5. I noticed that only some requirements were hit with the current correction…
      ◦ Current Pct. Loss:-13.65%
      ◦ Current Trade Days: 15
      ◦ Current Legs: 1
   Which means that we most likely have another leg to go on average and this adds to ‘trade days.

   So, looking at the sample size for 50 trade days and Pct. Loss less than -10% is too small for me.
   Looking at an average of -13.64% Pct. Loss over 10 data points:
        Gives an average of…
       ◦ Pct. Loss: -13.64%
       ◦ Trade Days: 24.1
       ◦ Bottom day: Likely a Monday
       ◦ Bottom Date: 3 of 10 beginning of month, 4 of 10 mid of month, 3 of 10 end of month, and slight preference to September
       ◦ Rally % Gain: 14.748%
       ◦ Rally Duration: 39
       ◦ Legs: 2
   Which means that we most likely have another leg to go on average and this adds to ‘trade days.

Conclusion:
Combining these two analysis (4. and 5. above), 2 legs is the norm with Rally % Gain: 14.748% to 22.096363636364% after the correction is done, and an average rally of about 39 days or higher which would put us on a day before May 2025 or June 2025 expiration.

A 14.748% rally gain from the bottom would put us close but below QQQ highs (~536) so 22.096363636364% would be an extra nice gain to go past All Time Highs.

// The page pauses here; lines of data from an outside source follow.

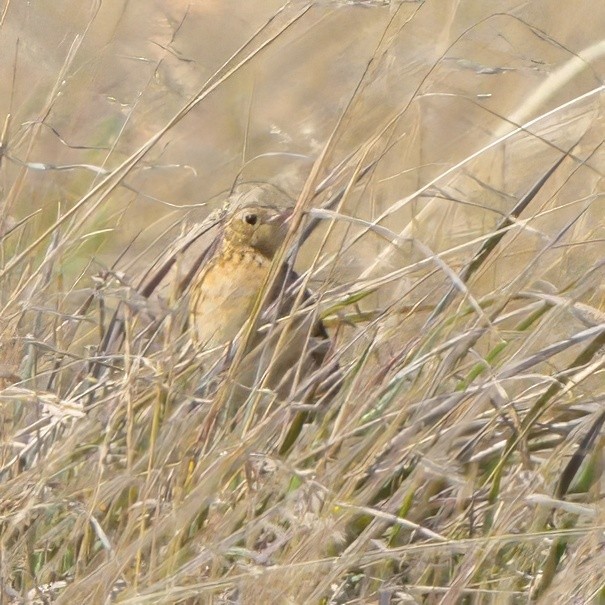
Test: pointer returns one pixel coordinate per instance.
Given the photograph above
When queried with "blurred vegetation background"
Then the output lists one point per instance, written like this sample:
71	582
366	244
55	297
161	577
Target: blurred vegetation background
123	120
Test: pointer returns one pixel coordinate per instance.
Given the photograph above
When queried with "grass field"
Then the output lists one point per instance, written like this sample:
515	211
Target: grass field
445	161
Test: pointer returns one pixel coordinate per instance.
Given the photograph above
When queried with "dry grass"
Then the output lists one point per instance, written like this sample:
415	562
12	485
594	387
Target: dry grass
455	243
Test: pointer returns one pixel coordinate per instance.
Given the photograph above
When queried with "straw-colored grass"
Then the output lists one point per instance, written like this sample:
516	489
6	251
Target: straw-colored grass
446	166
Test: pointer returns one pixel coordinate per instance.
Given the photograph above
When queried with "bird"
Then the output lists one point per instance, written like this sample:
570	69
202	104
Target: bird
283	349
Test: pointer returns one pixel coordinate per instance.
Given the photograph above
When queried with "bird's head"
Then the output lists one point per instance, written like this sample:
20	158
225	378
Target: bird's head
260	227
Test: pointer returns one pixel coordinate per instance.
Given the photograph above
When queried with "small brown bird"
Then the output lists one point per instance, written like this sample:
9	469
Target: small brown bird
227	288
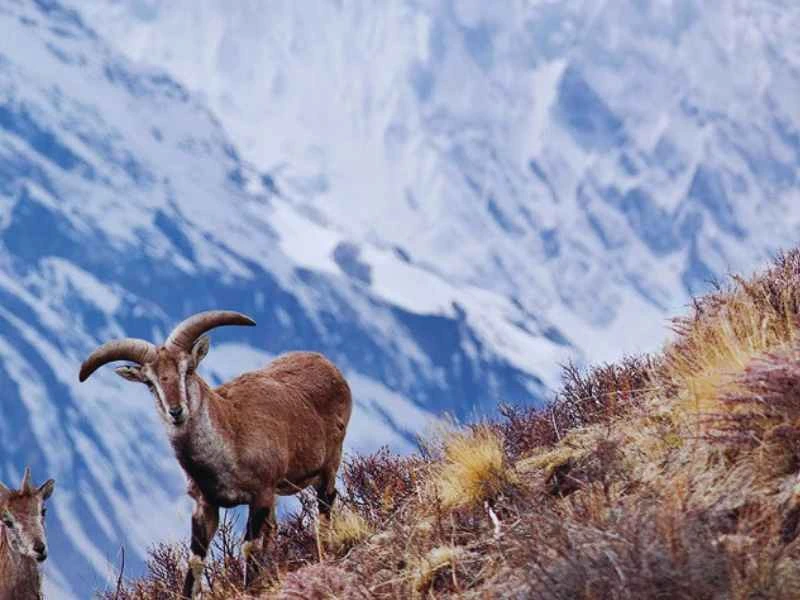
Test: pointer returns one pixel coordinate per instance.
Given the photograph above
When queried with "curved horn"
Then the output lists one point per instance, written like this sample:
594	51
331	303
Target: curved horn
25	486
134	350
185	334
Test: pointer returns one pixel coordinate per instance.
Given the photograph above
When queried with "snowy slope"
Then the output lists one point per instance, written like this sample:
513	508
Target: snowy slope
124	207
594	161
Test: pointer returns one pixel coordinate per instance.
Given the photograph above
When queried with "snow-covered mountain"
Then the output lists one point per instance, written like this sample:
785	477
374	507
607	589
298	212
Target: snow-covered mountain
448	198
594	160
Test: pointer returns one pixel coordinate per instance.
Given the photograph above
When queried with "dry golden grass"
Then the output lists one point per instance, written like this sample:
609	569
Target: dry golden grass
675	476
345	529
472	468
437	559
728	330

Rally-duration-greater-than-50-AND-Average-Pct-Loss-of-13.64percent
Alvint Sheth

nice work @zephyr!

Julien Tran

Nice job!

Jesse Bacorro

With these numbers and timelines, we might not quite profit from the QQQ 540/550 before the May. Hope the losses can be offset by the QQQ 525/535, and hoping we can hold that all way to expiry ????

CK

Could today count as the beginning of a rally or does the fact that we closed lower than open (red candle) invalidate that?

CK

Yeah, today was a bit frustrating. So if I’m understanding correctly, today can still be the beginning of a bounce towards 500-505, but it’s highly unlikely to be the beginning of a correction bottom, and we should have a second leg lower after the bounce. Correct?

NeverGonnaLetYouDown

Say the market bounces to 503 and we execute your plan, where would be the values of Baratheon and Targaryen at that moment, approximately?

BERNARD LEMOINE

If tomorrow’s PPI report also comes in under expectations it could solidify a rebound. I can see that happening tomorrow.